Concludo, facendo memoria di ciò che disse e fece San Giovanni Bosco, quando a Torino si diffuse una gravissima epidemia di colera. Ecco il racconto di quei giorni.
“Sul principio dell’agosto 1854 scoppiò in Torino il colera. Don Bosco l’aveva preannunziato, e già fin dal mese di maggio aveva detto ai suoi giovani:
– Quest’anno ci sarà il colera a Torino, e vi farà grande strage; ma se voi farete ciò che vi dico, sarete salvi.
– E che cosa dobbiamo fare?
– Prima di tutto, vivere in grazia di Dio; poi, portare al collo una medaglia che io benedirò e darò a tutti, e recitare un Pater, Ave e Gloria ad onore di S. Luigi.
I casi di colera salirono ben presto a cinquanta al giorno. In tre giorni superarono i 1400. La regione più afflitta fu quella di Valdocco, ove si trovava appunto l’Oratorio; e mentre molte famiglie furono interamente distrutte, dei giovani e del personale dell’Oratorio nessuno fu minimamente toccato, quantunque una gran parte si fossero offerti di andare ad assistere i colerosi nelle case e nei lazzaretti.
Don Bosco, che loro andava ripetendo: «Se non farete peccati, io vi assicuro che nessuno sarà toccato», fu veramente profeta”.

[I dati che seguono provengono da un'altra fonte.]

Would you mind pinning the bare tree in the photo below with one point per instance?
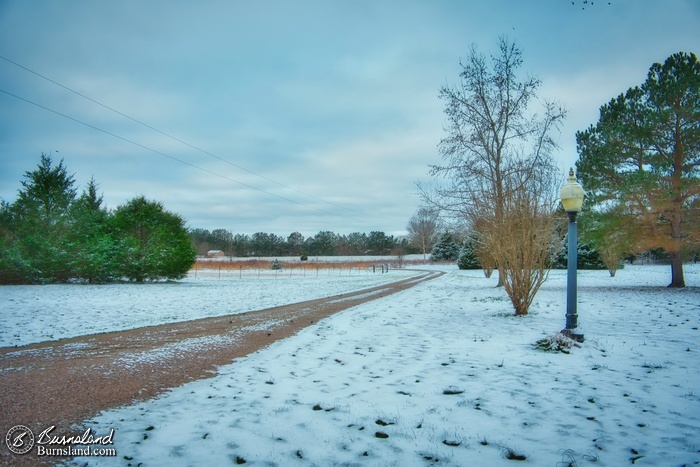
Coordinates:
(523, 240)
(497, 154)
(422, 229)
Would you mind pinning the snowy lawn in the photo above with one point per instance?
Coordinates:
(38, 313)
(443, 373)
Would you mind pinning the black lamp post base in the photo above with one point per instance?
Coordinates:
(573, 335)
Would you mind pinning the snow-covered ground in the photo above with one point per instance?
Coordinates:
(443, 373)
(33, 313)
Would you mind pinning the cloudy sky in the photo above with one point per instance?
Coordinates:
(283, 116)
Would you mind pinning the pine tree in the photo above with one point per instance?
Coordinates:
(42, 221)
(467, 259)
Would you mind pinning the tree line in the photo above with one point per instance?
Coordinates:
(324, 243)
(640, 165)
(53, 234)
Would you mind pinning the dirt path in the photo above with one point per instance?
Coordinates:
(65, 382)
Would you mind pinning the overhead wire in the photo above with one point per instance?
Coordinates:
(161, 153)
(174, 137)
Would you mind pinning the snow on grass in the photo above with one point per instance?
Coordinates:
(33, 313)
(443, 373)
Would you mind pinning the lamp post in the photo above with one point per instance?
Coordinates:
(571, 196)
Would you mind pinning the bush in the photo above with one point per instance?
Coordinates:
(446, 249)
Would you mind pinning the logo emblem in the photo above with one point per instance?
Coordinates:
(20, 439)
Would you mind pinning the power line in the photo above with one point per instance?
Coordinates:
(162, 153)
(173, 137)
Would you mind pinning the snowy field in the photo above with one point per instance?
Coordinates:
(38, 313)
(443, 373)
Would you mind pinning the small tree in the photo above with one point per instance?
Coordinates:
(446, 249)
(467, 258)
(152, 243)
(93, 245)
(521, 239)
(422, 229)
(42, 220)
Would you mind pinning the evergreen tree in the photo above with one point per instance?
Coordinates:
(92, 243)
(643, 159)
(467, 258)
(42, 222)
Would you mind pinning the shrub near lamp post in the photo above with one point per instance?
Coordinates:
(571, 196)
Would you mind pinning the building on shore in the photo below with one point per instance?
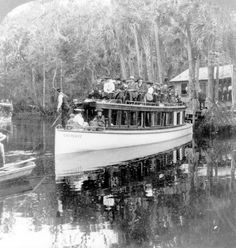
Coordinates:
(226, 90)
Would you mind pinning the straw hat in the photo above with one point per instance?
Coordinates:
(79, 110)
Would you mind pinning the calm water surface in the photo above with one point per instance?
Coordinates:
(182, 197)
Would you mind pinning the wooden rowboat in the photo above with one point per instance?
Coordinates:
(17, 170)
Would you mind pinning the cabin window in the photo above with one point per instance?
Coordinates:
(114, 117)
(169, 118)
(157, 119)
(118, 118)
(184, 87)
(124, 118)
(140, 119)
(133, 118)
(183, 117)
(163, 119)
(148, 119)
(178, 118)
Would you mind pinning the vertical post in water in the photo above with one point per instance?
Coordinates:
(2, 155)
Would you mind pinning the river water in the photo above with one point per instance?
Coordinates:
(183, 196)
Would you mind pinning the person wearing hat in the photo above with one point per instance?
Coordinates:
(109, 88)
(99, 120)
(149, 95)
(142, 89)
(132, 89)
(63, 106)
(79, 119)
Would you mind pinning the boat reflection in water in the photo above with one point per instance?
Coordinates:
(164, 200)
(115, 204)
(67, 164)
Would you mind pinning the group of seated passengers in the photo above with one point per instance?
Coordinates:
(132, 90)
(77, 120)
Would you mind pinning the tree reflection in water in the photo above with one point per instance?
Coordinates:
(180, 198)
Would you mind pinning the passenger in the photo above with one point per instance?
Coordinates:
(142, 90)
(230, 93)
(70, 122)
(225, 92)
(132, 89)
(79, 119)
(157, 93)
(149, 95)
(201, 99)
(99, 120)
(64, 106)
(109, 88)
(120, 93)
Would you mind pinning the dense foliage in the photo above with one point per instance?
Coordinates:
(71, 43)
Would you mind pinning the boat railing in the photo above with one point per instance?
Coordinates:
(85, 128)
(153, 103)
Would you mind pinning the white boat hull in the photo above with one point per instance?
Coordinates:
(73, 163)
(74, 141)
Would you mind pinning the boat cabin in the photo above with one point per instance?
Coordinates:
(133, 116)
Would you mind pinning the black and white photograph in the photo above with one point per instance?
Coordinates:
(117, 123)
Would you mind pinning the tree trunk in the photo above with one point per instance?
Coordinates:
(217, 84)
(44, 77)
(61, 81)
(134, 30)
(197, 67)
(158, 53)
(147, 51)
(191, 65)
(192, 81)
(34, 85)
(122, 65)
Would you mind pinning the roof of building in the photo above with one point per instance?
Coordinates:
(224, 72)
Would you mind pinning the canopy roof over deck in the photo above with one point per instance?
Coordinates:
(225, 71)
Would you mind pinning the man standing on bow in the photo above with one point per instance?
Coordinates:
(63, 106)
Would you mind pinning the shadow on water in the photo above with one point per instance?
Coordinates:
(181, 196)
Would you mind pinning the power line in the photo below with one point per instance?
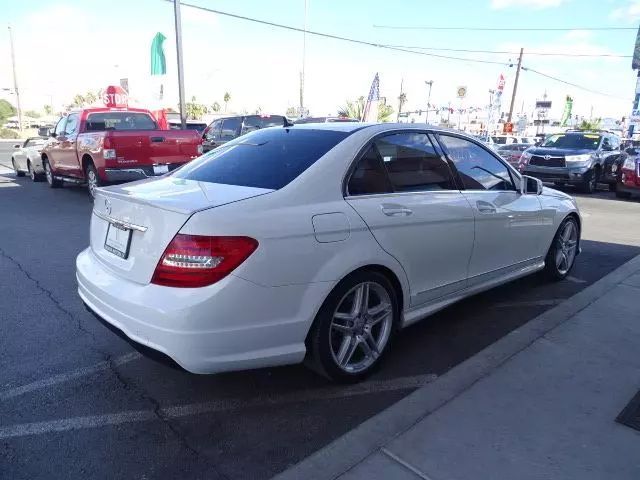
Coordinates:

Io non sono un profeta come don Bosco. Però, con l’affetto grande che ho per tutti voi, portate con voi una medaglia o un’immagine della Madonna. Portatela con fede, chiedendo la grazia di essere salvaguardati da ogni male spirituale e dal presente contagio.
Il Signore benedica tutti e la Madonna tutti custodisca.
Un abbraccio con rinnovato e grande affetto, in comunione di preghiera.